Mr. Buffett told his Berkshire Hathaway stockholders in 2003 that the then-profitable complex securities at the heart of the current crisis were “financial weapons of mass destruction.” Now that his dire prediction has come to pass, he is a calming influence in the midst of the panic. He sat down recently with Charlie Rose, the popular Public Broadcasting Service interviewer for a lengthy discussion of the situation.

He likened the American economy to “a great athlete that’s had a cardiac arrest.” It’s a time for resuscitation, not casting blame, he said.

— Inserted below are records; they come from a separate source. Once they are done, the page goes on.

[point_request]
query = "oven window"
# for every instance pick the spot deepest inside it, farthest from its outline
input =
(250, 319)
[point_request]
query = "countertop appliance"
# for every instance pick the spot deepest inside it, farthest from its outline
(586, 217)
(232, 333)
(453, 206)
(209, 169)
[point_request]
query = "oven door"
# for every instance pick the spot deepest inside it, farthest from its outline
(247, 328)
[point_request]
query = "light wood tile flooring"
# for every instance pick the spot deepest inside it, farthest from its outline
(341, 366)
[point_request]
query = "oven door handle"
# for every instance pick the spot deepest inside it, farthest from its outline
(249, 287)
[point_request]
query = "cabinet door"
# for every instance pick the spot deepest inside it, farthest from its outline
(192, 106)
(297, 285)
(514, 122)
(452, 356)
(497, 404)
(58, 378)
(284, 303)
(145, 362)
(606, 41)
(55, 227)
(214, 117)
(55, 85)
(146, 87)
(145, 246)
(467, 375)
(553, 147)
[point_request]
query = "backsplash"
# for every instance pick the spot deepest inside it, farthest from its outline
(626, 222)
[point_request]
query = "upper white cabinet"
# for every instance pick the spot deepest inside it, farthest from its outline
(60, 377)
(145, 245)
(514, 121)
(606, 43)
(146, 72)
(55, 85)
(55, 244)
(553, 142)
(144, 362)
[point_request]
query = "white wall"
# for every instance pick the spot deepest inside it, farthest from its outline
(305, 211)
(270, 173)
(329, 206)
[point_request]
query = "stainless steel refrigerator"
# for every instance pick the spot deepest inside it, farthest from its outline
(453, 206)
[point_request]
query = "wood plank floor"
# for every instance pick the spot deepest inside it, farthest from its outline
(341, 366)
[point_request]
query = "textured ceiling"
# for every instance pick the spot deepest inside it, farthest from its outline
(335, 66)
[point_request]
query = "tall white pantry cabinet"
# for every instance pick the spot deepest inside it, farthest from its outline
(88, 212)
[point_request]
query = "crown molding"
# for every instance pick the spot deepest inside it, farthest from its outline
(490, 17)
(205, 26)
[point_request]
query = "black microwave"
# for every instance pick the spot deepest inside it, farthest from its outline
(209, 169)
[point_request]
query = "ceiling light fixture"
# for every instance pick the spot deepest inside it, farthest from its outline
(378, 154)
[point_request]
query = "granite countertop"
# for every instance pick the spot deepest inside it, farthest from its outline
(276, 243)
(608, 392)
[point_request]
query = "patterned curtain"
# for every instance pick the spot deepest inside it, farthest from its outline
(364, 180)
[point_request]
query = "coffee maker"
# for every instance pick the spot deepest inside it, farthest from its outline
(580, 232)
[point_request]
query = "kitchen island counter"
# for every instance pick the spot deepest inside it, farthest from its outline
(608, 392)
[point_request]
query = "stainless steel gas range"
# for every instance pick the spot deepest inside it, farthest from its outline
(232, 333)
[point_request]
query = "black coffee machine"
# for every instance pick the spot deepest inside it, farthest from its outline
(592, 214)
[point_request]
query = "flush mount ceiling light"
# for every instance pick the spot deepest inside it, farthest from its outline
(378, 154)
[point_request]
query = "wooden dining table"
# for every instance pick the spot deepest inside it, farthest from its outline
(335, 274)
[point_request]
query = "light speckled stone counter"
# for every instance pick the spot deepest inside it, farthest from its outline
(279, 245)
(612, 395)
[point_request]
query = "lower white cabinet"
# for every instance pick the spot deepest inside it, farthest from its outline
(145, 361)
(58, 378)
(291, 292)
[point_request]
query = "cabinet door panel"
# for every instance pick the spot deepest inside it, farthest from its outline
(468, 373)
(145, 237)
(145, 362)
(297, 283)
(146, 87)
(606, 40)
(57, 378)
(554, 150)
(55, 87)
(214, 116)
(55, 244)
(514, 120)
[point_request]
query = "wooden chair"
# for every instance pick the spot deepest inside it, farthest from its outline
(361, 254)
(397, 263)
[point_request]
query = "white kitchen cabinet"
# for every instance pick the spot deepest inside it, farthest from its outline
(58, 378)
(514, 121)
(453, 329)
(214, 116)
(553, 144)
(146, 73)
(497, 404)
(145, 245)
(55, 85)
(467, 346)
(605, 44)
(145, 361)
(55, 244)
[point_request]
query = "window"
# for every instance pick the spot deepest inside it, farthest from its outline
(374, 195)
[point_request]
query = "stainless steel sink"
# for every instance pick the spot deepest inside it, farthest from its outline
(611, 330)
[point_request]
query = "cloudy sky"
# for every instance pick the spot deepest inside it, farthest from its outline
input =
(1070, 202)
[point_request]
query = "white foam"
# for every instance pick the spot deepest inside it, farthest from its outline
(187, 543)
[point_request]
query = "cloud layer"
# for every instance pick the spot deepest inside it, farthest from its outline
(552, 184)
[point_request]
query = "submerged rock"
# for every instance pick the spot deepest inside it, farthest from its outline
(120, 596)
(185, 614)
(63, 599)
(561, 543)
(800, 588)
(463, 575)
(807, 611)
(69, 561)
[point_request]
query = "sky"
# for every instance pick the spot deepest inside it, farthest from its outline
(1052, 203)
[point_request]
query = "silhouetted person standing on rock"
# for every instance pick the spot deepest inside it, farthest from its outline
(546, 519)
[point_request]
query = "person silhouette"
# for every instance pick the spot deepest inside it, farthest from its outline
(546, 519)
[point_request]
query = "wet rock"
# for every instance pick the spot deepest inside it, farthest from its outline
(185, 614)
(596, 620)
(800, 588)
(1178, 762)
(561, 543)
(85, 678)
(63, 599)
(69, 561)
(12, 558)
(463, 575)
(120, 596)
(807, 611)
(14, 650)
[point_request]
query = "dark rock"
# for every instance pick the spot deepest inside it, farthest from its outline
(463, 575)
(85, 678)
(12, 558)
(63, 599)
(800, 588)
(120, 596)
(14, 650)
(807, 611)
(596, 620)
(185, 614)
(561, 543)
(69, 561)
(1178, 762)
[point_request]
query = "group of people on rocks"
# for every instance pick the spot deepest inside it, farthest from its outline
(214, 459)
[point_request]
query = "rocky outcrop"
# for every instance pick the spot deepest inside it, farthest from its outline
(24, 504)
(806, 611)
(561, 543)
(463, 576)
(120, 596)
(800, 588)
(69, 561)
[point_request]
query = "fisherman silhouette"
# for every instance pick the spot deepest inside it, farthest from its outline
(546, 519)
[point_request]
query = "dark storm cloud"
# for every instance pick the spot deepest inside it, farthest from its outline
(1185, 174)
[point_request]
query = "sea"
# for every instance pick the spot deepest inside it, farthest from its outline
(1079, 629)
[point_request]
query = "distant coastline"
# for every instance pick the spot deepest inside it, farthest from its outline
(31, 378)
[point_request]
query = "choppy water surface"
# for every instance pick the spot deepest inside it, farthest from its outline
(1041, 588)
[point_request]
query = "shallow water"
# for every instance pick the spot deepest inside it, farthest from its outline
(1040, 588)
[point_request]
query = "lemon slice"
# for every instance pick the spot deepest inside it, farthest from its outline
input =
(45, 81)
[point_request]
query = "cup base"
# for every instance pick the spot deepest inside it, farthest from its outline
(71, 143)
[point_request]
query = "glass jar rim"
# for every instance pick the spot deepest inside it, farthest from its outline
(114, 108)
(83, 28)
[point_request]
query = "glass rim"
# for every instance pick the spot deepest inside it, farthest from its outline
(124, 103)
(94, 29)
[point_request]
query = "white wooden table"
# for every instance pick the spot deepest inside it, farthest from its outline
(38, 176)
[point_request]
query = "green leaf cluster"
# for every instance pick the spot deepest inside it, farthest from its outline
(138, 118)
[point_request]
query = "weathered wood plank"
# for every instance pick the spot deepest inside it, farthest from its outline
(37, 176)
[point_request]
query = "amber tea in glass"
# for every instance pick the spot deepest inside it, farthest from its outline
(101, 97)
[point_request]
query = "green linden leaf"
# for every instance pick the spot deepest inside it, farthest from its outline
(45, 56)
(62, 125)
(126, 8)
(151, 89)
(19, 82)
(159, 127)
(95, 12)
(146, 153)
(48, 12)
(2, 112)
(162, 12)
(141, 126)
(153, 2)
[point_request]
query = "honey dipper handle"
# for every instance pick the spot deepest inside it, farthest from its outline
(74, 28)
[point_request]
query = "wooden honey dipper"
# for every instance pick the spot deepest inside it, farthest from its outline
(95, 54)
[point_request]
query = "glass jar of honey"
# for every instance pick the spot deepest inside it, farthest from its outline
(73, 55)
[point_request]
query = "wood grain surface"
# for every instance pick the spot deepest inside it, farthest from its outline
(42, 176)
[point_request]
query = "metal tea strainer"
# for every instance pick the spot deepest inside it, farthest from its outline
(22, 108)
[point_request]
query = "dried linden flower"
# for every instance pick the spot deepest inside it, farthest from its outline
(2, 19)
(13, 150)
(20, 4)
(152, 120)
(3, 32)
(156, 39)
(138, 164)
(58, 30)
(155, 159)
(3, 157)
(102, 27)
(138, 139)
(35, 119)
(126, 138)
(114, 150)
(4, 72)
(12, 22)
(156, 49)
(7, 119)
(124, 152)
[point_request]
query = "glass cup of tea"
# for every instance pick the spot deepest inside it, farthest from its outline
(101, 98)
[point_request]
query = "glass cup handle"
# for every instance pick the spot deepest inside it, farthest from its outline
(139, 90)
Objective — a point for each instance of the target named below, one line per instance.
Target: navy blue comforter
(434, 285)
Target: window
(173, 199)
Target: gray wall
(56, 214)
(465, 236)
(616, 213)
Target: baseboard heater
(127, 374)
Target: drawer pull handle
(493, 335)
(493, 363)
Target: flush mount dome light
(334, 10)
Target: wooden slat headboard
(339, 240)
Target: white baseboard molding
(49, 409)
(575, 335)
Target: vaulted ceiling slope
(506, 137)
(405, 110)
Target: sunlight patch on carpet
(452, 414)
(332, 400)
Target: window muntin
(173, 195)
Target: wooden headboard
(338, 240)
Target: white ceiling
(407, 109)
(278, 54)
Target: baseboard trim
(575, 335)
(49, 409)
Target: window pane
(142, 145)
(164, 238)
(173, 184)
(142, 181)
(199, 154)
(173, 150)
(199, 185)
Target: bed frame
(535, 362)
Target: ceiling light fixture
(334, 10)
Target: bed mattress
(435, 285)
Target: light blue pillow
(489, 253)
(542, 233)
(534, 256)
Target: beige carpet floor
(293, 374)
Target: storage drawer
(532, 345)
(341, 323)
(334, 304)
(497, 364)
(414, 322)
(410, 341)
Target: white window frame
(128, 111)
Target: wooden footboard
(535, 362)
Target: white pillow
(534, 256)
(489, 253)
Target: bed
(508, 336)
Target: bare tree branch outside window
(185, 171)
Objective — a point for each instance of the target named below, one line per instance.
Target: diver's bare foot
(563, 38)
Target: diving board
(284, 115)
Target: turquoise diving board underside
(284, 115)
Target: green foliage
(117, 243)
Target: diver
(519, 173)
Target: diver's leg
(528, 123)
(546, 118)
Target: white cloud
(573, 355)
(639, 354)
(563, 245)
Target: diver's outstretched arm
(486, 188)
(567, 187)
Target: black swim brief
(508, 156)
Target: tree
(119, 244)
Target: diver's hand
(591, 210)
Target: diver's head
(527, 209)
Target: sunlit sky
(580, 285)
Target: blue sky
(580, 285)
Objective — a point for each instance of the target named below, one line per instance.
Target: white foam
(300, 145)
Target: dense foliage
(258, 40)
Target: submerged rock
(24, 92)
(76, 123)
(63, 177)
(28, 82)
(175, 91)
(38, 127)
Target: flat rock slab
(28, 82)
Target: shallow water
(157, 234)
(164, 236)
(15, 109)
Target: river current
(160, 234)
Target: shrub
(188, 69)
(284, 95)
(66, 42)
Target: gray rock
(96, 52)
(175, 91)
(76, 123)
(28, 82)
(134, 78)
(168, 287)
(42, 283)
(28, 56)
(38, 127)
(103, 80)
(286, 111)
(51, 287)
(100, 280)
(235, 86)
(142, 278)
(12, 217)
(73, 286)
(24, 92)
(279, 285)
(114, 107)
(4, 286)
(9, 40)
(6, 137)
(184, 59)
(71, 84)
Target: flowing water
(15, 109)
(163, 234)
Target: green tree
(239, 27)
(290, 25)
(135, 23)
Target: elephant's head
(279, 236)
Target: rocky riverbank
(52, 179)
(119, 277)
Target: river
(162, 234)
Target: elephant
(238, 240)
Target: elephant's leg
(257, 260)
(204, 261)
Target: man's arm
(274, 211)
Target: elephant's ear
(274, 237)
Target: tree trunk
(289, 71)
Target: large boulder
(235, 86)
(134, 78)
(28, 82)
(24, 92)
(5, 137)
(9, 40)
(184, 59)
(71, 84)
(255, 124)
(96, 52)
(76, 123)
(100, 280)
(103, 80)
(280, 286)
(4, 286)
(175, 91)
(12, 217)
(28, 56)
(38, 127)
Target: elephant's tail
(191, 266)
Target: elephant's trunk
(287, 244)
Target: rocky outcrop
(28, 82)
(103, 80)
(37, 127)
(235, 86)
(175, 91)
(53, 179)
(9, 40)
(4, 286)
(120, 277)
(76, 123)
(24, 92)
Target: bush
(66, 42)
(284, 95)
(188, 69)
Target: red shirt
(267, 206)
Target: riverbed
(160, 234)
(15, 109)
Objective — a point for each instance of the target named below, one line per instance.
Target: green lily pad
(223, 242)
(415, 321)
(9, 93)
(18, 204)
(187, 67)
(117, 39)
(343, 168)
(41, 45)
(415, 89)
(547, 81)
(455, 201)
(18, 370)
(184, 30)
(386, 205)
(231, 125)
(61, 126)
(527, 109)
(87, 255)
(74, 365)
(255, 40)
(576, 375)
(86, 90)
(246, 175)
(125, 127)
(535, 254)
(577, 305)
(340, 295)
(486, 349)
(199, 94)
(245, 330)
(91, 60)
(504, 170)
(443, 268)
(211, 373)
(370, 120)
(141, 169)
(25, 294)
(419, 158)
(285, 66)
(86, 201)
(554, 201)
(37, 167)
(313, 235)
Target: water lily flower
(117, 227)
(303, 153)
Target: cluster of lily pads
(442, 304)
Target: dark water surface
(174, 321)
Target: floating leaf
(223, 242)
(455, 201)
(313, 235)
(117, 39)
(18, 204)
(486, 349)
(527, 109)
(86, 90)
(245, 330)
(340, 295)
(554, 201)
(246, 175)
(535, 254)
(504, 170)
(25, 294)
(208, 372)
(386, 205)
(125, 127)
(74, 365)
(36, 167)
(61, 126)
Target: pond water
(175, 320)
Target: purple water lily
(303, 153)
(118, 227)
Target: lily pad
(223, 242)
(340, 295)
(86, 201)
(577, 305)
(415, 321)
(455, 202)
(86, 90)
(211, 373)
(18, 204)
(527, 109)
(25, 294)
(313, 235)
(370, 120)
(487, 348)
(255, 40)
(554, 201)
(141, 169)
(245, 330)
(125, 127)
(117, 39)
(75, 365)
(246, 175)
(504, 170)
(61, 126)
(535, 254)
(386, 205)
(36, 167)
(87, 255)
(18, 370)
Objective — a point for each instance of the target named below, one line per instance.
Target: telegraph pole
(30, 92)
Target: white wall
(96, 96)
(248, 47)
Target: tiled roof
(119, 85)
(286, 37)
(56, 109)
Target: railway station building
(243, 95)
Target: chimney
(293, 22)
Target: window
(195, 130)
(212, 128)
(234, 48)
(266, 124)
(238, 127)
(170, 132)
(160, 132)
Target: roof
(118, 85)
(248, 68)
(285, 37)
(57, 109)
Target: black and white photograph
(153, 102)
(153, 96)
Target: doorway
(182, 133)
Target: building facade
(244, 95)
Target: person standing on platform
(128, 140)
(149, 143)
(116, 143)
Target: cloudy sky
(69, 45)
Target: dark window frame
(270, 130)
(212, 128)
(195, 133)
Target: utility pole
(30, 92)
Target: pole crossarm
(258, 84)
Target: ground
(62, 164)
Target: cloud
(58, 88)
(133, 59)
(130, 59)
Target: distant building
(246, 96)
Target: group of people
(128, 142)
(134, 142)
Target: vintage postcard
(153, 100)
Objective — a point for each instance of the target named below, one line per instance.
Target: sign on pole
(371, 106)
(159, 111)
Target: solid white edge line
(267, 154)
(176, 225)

He supported the plan to buy up mortgages and mortgage-related securities but insisted repeatedly that the government should pay only the low current market prices – not the somewhat higher prices advocated by the troubled holders and some government officials.

He said he would bet that the Treasury would get most of its money back if it bought at market price: “When Berkshire Hathaway laid out $3 billion for GE today, we didn’t spend it. We invested it.”

How long will it take for a turnaround? Mr. Buffett said not one month or two months, but maybe six months in a best-case scenario. In a worst case, maybe five years.

Amid all the gloom, it’s a relief to get some wise counsel from the Oracle of Omaha.